Tidak salah lagi. Itu memang dia. Apa yang dia lakukan disini? Tanpa penyamaran pula. Memangnya dia tidak takut ada fans yang memotretnya diam-diam, lalu muncul berita miring tentang dia pindah agama?

Oke, yang terakhir itu sebenarnya berita bagus jika benar-benar terjadi.

Aku terus memperhatikannya. Ya ampun, rasanya aku jadi ingin meminta foto bersama mengingat dia sedekat ini. Tapi, tidak bisa. Aku sudah berjanji untuk tidak mengulang kenangan kelam itu. Aku tidak mau 'rusak' lagi hanya karena melihat dengan mata kepalaku sendiri.
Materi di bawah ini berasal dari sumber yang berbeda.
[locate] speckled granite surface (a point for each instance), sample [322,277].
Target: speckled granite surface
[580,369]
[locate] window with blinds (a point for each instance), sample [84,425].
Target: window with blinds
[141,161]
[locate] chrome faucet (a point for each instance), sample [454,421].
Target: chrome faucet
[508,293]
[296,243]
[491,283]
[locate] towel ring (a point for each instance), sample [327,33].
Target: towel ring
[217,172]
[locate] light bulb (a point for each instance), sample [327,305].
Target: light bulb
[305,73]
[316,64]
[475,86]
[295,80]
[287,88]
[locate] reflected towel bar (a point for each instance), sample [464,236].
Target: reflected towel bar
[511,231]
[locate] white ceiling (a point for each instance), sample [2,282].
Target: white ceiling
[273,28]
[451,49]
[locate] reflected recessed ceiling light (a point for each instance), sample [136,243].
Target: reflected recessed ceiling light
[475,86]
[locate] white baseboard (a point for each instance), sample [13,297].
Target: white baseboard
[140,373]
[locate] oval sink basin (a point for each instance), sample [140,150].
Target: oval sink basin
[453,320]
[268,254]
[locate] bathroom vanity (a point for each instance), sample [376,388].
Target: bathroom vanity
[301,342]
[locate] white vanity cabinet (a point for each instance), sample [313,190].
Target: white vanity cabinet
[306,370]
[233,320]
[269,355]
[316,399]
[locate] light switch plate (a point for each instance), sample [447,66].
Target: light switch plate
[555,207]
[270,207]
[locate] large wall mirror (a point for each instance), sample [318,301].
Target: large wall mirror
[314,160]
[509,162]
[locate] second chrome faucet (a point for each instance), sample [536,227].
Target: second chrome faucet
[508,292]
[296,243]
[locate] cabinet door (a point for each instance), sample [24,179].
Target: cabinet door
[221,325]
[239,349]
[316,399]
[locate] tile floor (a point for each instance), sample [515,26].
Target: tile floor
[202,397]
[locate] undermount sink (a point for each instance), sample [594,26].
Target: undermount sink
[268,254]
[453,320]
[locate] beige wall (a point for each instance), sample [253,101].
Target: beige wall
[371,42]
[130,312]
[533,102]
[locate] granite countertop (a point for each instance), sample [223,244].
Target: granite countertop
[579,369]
Tapi... Aduh, batinku bergejolak. Bagaimanapun, secara tidak langsung, ia juga berperan atas adanya aku disini. Dia yang memberiku inspirasi untuk menulis fanfict yang tanpa sadar jadi sarana latihan menulisku hingga aku bisa menjadi penulis terkenal mancanegara seperti sekarang.

Aku terus menimang-nimang, apa aku harus mendekatinya lalu bilang terima kasih? Atau aku langsung masuk saja ke masjid tanpa memedulikannya?

Satu menit, dua menit...

Baiklah, sudah kuputuskan. Aku akan memilih jalan tengah. Aku akan menyapanya, berpura-pura bertanya apakah itu memang dia, lalu pergi. Yah, kuharap semudah itu.

    Bismillahirrahmanirrahim...

   
"Excuse me," Ucapku pelan. Aku merutuki suaraku yang mungkin tidak bisa didengar olehnya, tapi ternyata aku salah. Dia menoleh.

Aku terlalu gugup sampai-sampai tanpa sadar aku langsung bertanya tanpa menunggu reaksinya.

"Are you... BTS's Suga? "

Ia terlihat kaget, mungkin tidak menduga akan ada yang mengenalnya di tempat seperti ini. Tapi cepat-cepat ia menggantinya dengan tatapan tajam.

"Ne. Wae? " Ia menjawab dengan singkat dan dingin, salah satu ciri khasnya yang sering kutemukan di fanfict.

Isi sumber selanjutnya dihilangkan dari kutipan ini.